9. Speaking in public is still not something I’m comfortable with but I can do it and I actually say things that make sense. On the last evening we were invited to share our experience at the retreat. Usually being in front of a microphone makes me incredibly anxious. My voice shakes and my palms get sweaty. But I got up and I went and said something and the next day people came to me and told me how much they enjoyed my speech. I don’t remember all of it. It’s like somebody else took over my voice. But people’s reactions made me happy.

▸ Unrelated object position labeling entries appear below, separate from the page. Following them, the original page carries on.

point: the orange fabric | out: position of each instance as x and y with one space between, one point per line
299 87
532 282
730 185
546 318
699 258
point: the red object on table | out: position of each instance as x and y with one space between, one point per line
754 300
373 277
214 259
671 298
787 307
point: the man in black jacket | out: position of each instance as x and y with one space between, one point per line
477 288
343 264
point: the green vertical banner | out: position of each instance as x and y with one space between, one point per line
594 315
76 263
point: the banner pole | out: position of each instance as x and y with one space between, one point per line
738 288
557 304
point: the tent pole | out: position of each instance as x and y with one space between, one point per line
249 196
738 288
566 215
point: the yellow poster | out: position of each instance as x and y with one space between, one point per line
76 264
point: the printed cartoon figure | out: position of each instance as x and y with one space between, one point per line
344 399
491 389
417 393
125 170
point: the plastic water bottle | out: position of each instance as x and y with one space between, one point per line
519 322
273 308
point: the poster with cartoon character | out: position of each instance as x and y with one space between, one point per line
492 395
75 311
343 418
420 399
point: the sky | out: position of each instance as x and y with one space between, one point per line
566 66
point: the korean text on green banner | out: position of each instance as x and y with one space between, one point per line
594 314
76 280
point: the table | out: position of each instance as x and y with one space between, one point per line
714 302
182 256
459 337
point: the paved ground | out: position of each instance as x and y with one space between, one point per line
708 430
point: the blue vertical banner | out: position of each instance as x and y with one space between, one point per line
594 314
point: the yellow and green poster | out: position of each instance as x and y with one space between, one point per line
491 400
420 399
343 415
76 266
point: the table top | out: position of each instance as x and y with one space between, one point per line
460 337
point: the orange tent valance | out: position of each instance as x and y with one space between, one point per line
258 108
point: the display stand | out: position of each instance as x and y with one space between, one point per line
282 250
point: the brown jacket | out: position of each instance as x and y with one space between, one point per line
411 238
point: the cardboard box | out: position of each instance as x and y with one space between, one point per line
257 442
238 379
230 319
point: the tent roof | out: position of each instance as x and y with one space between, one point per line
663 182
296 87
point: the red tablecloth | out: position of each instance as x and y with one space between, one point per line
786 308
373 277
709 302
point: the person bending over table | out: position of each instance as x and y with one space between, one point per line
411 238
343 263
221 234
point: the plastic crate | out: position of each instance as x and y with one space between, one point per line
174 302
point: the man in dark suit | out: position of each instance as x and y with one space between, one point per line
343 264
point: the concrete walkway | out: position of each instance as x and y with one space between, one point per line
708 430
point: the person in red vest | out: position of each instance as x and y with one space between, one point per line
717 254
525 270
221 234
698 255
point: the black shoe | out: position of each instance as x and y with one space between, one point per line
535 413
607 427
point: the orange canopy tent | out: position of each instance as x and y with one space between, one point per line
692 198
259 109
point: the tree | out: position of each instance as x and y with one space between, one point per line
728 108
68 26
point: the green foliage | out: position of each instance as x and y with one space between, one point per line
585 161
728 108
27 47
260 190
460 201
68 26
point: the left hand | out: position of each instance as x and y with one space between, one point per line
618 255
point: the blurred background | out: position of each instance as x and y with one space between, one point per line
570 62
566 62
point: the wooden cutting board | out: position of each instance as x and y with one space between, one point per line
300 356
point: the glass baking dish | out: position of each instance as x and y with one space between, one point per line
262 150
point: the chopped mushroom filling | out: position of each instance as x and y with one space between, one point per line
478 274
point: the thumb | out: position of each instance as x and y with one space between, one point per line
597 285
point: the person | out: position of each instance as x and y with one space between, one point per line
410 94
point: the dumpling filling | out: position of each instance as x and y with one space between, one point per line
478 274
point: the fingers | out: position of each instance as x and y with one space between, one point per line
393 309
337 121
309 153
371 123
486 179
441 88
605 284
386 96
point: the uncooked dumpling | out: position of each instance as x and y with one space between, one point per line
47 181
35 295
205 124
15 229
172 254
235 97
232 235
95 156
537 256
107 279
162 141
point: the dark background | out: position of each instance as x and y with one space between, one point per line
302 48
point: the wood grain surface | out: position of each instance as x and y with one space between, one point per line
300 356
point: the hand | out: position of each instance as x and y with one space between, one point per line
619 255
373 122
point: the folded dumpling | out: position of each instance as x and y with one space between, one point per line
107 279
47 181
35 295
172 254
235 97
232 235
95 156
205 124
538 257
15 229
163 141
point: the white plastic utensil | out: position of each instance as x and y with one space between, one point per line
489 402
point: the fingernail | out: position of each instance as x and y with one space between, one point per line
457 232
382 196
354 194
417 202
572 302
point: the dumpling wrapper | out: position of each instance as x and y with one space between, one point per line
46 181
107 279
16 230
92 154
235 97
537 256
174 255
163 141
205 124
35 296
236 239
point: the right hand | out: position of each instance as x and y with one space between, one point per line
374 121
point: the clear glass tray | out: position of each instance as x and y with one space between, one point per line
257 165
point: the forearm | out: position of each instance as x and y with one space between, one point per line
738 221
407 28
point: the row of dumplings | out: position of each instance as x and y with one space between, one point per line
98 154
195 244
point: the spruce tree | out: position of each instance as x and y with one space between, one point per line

10. I should keep trying new things, even sleeping on a hard bed with a wooden pillow. Monks and nuns sleep like that every night. The body gets used to it. (We visited the nuns’ house. The rooms look pretty much like cells, except there are no bars at the windows. Everything is clean, neat, no personal touches. It felt…oppressive.) Besides, unless you want to follow the monastic life, this is temporary. If they can do it for years, why can’t I at least try it for ten days? That’s what I told myself. Besides, you never know what life throws at you and maybe one day you can say “hey, this is nothing, I once slept on a wooden pillow.”  So I did sleep on the wooden pillow one day during nap time and then again for one whole night. I woke up a few times and wished that bell would ring because waking up at 4 a.m. was suddenly more appealing than putting my head on what I lovingly called “the chopping block”. But I’m glad I tried. I also cheated a little. In the storage room I found a thin sponge mat and together with my yoga mat they made for an acceptable bed. I also had a small inflatable pillow. It wasn’t the same as sleeping in a normal bed but it was an improvement.

I’m sure there are many things I’ve missed when putting together this list. It could have very well been 20 things instead of 10, but I tend to run away with the words and 10 seemed like a sensible number.